Her mortgage lender’s notice also included a list that became another sanctuary. Marguerite said a recommendation to contact The Housing Council at Pathstone set in motion a relationship that saved her home as she moved between sources of turmoil that four years later are shaken off as tests of faith.
Sitting across the table, Assistant City Manager Gretchen DiFante and intern Lindsey Luft were overwhelmed by the adversity Marguerite faced. They are working to encourage more homeowners to pursue services like Pathstone’s and were both inspired and awed.

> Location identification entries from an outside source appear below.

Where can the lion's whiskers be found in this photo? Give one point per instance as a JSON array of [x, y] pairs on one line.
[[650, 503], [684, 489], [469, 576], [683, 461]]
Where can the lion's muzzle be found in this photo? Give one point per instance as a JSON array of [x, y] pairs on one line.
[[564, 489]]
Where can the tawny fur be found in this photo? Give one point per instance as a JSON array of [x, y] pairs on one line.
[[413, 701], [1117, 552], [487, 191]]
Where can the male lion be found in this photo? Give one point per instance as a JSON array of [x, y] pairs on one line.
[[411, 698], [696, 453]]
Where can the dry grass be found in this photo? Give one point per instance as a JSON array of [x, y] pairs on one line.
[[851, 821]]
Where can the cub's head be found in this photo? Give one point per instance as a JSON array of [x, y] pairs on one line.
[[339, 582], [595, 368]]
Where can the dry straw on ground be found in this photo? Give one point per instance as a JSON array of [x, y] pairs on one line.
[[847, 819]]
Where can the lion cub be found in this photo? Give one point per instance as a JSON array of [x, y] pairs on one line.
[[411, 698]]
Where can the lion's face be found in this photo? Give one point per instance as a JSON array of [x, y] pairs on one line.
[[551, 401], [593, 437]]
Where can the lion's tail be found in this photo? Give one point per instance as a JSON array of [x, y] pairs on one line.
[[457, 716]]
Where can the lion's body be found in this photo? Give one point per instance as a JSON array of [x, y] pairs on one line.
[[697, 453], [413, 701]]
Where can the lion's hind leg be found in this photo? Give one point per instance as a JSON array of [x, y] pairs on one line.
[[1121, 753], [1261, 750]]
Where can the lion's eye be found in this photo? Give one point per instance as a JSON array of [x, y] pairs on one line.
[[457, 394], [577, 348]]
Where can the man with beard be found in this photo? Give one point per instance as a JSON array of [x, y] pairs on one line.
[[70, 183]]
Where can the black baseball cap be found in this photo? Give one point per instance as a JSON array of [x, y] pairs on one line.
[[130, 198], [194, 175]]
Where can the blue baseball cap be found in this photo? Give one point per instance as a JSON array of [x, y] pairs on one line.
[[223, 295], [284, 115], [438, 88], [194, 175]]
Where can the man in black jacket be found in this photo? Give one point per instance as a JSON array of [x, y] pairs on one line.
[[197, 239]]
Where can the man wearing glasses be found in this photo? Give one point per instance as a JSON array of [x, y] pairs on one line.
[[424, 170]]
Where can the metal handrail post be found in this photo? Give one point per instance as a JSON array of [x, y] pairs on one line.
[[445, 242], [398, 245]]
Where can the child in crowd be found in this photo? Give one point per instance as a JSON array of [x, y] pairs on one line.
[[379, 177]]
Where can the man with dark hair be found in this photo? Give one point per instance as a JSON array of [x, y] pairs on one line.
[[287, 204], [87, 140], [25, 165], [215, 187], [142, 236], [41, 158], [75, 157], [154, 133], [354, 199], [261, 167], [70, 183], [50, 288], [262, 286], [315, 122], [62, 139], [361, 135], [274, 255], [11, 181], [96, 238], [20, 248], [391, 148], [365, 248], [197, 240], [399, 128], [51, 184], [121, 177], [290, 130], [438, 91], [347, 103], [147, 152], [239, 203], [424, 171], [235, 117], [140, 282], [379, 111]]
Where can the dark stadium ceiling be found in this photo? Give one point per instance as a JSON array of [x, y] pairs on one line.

“It’s really inspired me to assure people that Pathstone is going to be a source of positivity for them, a source of strength, to help get them through a struggling situation in life,” Luft said.
The city has worked with community groups and churches to spread palm cards and fliers urging homeowners to use the no-cost, confidential services based out of The Housing Council at Pathstone’s Batavia office.
“Behind on your mortgage? We can help you,” the fliers say, with pledges to work with them on foreclosure prevention.
Marguerite said the impact was near-immediate for her.
It was a critical moment. She was out of work — her job in a hospital’s radiology department was eliminated after she went on an extended family medical leave in 2012 — and struggling with a series of permanent physical ailments. Her retirement and life insurance had been drained, and bills continued to mount despite a life of just the essentials.
“I’ve always been a strong, individual person, but I lost so much,” Marguerite said.
Within days, Pathstone had connected her with a pro-bono lawyer for her appearance in the foreclosure court, and the agency was assembling her financial records to show that she had not been wasteful. They directed her to assistance through the Expanded STAR tax exemption and social services, helping her to swallow her pride in accepting help.
Marguerite recalls shaking with anxiety as the court date arrived. The judge told it was OK, they were here to figure it out for her. Even the mortgage lender’s attorney explained they did not want to take her home.
“They kept true to that process … I wasn’t let down,” she said, a trial period of paying $300 a month toward the debt for three months, followed by a consolidated property tax, home loan and home insurance payment that was reduced soon after.
She urges people in her situation — Luft estimated more than 100 city residents are at least several months behind on their mortgages — to not give up. Her family and her church stepped up; as did the systems in place, but it was a personal journey.
“Be upfront, be honest, there’s nothing to be embarrassed about,” Marguerite said. “There’s so much to say … I’m still in my house.”